Thanks again for your review of this draft. We've posted a new revision which 
incorporated all your comments and suggestions on the security considerations: 
https://datatracker.ietf.org/doc/html/draft-ietf-spring-resource-aware-segments-18

Please also find replies to some of the comments inline, and let us know if 
these comments have been addressed. 

Best regards,
Jie (on behalf of coauthors)

-----Original Message-----
From: Fung Lim via Datatracker <[email protected]> 
Sent: Sunday, May 10, 2026 12:31 PM
To: [email protected]
Cc: [email protected]; [email protected]; 
[email protected]
Subject: draft-ietf-spring-resource-aware-segments-17 ietf last call Opsdir 
review

Document: draft-ietf-spring-resource-aware-segments
Title: Introducing Resource Awareness to SR Segments
Reviewer: Fung Lim
Review result: Has Issues


1. Operational Considerations section needs expansion

No guidance on resource group sizing or planning.

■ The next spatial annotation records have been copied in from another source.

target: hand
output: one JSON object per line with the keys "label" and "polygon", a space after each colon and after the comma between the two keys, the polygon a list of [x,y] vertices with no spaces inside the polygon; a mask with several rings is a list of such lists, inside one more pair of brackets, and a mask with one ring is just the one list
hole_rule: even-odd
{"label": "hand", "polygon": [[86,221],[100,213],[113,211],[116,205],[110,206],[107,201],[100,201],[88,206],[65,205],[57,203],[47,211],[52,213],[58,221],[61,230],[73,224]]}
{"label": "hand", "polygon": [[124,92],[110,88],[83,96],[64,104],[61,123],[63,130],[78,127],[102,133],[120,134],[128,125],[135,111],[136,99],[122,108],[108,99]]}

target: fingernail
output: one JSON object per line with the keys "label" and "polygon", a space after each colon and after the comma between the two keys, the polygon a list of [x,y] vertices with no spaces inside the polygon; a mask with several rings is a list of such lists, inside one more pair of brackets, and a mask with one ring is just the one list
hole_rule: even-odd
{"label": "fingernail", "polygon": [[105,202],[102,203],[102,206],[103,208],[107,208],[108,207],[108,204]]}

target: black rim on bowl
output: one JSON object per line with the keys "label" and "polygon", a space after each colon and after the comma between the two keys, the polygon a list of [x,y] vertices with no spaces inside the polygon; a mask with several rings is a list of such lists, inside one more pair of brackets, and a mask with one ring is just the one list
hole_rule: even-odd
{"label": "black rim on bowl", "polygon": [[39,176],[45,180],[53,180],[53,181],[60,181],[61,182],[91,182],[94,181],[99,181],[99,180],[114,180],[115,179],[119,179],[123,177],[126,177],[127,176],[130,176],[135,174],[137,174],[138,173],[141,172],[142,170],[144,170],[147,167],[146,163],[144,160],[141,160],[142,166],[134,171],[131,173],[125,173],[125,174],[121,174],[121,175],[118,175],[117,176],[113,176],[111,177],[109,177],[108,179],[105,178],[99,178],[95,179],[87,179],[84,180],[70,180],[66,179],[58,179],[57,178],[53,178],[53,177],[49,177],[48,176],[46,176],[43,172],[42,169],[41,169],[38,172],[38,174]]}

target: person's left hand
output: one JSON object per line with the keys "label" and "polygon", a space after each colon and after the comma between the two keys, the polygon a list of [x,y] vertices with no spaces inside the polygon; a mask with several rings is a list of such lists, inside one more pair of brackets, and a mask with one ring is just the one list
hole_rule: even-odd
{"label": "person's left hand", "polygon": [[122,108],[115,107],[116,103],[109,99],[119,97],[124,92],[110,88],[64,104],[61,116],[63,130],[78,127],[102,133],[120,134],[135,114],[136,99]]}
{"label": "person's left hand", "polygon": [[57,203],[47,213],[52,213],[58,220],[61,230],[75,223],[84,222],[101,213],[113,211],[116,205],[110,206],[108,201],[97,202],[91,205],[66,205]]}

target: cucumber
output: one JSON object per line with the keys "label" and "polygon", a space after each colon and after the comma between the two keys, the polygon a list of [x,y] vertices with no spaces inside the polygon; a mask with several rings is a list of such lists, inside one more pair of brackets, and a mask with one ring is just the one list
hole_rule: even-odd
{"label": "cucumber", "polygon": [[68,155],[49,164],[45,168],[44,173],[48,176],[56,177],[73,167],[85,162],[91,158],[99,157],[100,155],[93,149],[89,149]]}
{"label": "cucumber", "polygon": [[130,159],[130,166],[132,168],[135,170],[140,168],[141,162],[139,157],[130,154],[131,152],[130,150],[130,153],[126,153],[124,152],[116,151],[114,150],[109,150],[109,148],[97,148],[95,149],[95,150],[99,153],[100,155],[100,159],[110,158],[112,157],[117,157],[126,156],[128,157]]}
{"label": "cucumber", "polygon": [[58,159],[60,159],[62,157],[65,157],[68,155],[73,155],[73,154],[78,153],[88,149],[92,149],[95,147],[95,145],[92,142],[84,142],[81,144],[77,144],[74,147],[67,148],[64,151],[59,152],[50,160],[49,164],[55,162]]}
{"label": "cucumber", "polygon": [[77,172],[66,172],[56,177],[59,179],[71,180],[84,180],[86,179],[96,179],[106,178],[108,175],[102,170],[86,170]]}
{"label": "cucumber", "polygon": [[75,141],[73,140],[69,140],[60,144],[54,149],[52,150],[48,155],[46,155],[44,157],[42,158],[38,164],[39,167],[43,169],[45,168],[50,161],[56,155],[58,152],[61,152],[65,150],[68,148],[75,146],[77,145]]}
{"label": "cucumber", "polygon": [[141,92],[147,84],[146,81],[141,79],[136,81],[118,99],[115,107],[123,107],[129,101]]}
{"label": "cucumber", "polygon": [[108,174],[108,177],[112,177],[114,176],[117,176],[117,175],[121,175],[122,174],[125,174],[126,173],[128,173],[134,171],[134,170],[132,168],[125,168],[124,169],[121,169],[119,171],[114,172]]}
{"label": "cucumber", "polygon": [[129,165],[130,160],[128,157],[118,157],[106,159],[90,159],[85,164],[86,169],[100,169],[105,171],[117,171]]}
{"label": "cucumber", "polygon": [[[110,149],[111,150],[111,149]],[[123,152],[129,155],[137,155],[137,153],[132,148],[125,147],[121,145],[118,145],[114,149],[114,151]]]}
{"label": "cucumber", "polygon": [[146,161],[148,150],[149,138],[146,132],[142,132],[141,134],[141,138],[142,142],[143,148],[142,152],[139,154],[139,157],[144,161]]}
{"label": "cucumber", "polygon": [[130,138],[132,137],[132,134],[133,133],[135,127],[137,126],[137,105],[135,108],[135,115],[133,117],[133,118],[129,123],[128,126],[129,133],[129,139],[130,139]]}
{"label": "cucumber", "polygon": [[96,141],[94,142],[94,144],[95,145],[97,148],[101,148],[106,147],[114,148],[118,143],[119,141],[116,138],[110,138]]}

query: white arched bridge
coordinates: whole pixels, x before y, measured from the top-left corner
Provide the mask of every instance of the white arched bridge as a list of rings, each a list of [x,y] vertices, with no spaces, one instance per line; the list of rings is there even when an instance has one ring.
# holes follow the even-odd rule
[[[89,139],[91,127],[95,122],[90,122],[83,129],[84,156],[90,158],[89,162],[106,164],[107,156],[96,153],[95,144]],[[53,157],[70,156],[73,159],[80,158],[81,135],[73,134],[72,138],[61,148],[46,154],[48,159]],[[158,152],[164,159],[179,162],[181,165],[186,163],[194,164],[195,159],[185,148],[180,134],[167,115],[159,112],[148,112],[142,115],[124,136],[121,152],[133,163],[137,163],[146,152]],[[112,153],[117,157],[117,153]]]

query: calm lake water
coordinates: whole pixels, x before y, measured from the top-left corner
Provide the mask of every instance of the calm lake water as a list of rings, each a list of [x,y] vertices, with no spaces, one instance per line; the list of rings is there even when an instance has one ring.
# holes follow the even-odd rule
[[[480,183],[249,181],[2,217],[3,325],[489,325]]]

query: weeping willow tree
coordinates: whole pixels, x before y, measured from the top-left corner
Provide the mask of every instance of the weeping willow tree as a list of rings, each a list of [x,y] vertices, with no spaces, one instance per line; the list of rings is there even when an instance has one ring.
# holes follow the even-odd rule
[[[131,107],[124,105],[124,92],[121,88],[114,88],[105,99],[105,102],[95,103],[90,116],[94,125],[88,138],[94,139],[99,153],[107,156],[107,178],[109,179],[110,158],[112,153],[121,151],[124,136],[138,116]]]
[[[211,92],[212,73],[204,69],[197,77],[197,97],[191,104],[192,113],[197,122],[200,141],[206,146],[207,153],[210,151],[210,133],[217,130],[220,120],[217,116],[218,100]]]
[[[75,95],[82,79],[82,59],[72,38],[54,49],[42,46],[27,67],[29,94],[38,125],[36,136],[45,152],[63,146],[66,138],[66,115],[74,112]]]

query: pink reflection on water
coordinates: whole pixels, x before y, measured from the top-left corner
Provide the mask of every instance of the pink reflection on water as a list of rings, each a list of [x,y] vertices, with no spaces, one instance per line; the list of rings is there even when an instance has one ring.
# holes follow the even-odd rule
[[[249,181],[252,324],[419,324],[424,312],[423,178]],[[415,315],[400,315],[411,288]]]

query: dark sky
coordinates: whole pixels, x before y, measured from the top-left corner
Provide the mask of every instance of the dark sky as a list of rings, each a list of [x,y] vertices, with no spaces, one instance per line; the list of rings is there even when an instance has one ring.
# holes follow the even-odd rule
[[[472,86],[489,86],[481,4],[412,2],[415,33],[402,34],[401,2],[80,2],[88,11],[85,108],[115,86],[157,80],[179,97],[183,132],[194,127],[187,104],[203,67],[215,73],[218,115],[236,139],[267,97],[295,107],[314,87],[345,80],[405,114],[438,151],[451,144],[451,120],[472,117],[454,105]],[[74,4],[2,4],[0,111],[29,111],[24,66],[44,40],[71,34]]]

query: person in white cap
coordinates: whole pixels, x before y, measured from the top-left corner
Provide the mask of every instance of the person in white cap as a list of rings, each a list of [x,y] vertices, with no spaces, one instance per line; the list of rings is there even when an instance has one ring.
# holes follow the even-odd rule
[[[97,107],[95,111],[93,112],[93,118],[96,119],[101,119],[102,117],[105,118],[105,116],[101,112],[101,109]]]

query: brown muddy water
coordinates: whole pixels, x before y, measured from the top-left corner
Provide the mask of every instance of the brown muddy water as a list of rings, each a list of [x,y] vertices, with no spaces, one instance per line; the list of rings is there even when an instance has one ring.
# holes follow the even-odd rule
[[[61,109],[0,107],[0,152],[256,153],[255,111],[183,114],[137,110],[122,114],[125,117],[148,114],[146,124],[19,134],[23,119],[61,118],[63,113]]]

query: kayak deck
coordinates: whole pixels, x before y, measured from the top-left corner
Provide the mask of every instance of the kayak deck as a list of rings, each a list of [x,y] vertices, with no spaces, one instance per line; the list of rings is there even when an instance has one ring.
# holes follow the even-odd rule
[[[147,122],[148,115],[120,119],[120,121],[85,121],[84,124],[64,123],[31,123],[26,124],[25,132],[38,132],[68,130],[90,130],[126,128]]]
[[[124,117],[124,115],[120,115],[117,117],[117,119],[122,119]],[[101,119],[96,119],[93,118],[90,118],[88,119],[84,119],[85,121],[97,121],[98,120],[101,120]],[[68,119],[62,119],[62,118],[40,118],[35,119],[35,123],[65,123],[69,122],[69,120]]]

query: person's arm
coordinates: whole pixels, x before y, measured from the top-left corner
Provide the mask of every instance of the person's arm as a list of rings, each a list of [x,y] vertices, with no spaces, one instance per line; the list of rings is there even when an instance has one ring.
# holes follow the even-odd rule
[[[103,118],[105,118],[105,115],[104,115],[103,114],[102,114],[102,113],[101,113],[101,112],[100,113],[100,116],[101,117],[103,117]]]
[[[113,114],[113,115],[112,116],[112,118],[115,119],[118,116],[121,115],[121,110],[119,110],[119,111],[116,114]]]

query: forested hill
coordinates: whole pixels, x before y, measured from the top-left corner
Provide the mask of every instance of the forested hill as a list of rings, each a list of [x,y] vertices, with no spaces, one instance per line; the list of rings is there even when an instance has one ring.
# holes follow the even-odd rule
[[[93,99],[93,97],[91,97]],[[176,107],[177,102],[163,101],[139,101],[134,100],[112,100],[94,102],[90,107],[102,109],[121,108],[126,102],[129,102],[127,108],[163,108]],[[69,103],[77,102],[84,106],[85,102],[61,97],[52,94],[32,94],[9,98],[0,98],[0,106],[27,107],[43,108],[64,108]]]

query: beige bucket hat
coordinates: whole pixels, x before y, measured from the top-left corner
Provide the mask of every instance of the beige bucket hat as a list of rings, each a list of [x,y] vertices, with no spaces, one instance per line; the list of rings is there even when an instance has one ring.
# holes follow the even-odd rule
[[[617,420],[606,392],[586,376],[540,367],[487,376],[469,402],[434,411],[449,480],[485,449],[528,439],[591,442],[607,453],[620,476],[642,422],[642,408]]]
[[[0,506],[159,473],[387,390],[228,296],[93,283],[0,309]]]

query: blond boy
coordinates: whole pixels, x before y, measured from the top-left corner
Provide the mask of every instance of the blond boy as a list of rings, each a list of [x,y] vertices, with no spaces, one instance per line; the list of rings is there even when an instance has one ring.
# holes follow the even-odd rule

The document acknowledges 
scalability concerns (Section 2.1: "there can be scalability concerns when the 
number of resource groups is large") but the Operational Considerations section 
provides no guidance on practical limits or planning heuristics. Providing 
guidance would better align intended use cases.

[Jie] Some guidance about the resource group size and planning have been 
provided in the operational considerations section. 


The document should describe what happens when resource allocation fails or is 
inconsistent. Section 3 states resource group support "MUST be aligned among 
the network nodes," but what happens operationally when it is not? How does an 
operator detect misalignment? What are the failure symptoms, or failure modes?

[Jie] Some text about the failure in resource allocation have been added to the 
control plane considerations. And text about the inconsistency in the binding 
have been added to in the operational considerations section.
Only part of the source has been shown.